Her eyes, already wide, grew impossibly larger, darting away from his penetrating stare.

“Of course not, Kayden,” she protested, her voice rising, suddenly sharp with feigned indignation. “Why would you say something like that to me? How could you even think?—?”

“Because you’ve done worse in the past, mother,” he cut her off, his voice thick with unshed tears, but laced with an edge of cold fury.

The memories of Kim and other manipulations flashed through his mind, hot and bitter. His head was spinning, theworld tilting on its axis. This was all wrong.Lana wouldn’t. Could she?

“I swear to you, Kayden. On everything,” Maureen insisted, her hand rising to her chest, her words a desperate scramble to reassure. “I don’t know what happened. She was here when we left, and she didn’t give any indication that she was going to leave you.”
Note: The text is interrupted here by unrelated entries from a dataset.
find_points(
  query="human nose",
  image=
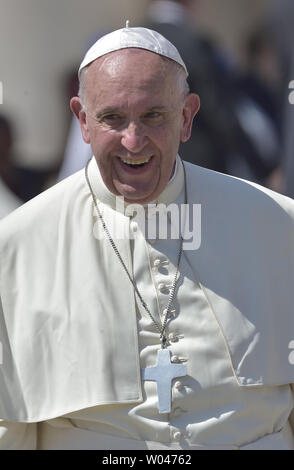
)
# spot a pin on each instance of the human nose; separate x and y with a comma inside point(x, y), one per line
point(134, 138)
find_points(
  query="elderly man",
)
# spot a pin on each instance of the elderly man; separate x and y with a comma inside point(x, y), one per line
point(116, 339)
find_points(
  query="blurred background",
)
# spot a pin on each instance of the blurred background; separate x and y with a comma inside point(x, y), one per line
point(241, 60)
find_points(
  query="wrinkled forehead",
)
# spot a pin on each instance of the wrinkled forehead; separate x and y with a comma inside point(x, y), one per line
point(133, 60)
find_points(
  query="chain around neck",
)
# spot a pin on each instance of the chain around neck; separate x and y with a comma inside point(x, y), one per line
point(160, 327)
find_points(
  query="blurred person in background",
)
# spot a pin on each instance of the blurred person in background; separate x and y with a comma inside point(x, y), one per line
point(281, 21)
point(232, 132)
point(9, 200)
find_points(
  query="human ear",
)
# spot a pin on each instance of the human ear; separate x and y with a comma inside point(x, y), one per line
point(78, 110)
point(191, 108)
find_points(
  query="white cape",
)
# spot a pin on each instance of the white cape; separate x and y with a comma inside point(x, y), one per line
point(68, 326)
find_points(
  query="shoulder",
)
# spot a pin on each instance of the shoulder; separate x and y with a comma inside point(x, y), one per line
point(42, 213)
point(218, 189)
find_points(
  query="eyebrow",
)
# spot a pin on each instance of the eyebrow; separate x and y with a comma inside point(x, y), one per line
point(113, 109)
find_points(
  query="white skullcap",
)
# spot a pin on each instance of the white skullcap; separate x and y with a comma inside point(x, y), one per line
point(141, 38)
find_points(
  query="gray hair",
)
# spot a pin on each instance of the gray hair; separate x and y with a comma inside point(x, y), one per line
point(178, 70)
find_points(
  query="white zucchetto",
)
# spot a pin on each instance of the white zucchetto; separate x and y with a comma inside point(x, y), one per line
point(124, 38)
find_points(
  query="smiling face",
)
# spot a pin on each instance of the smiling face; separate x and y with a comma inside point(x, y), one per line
point(135, 118)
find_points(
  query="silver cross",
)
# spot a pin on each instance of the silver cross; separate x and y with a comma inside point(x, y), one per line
point(163, 373)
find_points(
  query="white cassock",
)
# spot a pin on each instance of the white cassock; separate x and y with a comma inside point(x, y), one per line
point(75, 338)
point(8, 201)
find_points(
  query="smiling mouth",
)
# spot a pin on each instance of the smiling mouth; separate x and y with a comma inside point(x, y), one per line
point(136, 163)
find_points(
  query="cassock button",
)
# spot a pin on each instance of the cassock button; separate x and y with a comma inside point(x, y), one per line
point(177, 436)
point(172, 337)
point(179, 385)
point(177, 412)
point(162, 287)
point(175, 359)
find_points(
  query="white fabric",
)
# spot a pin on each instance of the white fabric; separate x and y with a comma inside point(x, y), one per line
point(8, 201)
point(237, 389)
point(141, 38)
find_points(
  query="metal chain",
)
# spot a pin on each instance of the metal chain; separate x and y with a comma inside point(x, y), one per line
point(160, 327)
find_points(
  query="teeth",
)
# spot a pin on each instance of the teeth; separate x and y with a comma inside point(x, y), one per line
point(129, 161)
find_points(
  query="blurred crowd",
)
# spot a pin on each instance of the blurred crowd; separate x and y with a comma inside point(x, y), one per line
point(244, 126)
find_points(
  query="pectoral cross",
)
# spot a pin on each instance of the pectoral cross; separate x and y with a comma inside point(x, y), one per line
point(163, 373)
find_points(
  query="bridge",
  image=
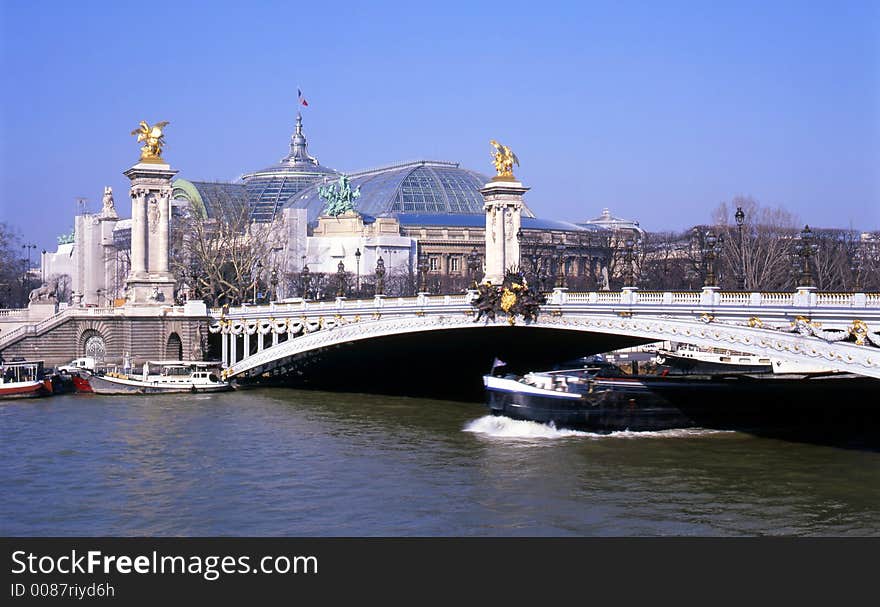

Kayden ran both hands through his hair, tugging at the roots, a silent scream of frustration. He grabbed his cell phone, his thumb slamming down on the screen. He hit “Lana,” the contact shining like a beacon of false hope, but the phone just rang. Each trill was a spike of agony, a confirmation of her absence.

“Please pick up the phone, baby. Pick up!” His voice was a ragged whisper of a prayer.

He pressed the call button again, his desperation mounting, but only got the generic, tinny voicemail message.This person is unavailable.

“Damn it!” he screamed, a primal roar that tore through the air.

With a wild, desperate cry, he brought the phone down, smashing it to the imported hardwood floor, where it erupted into a hundred glittering pieces. The sharp, violent crack startled Maureen, making her jump, and a small cry escaped her lips. She had never seen him react that way before about anything, not even the news of his brother’s accident, only a quiet, simmering rage then. This was different.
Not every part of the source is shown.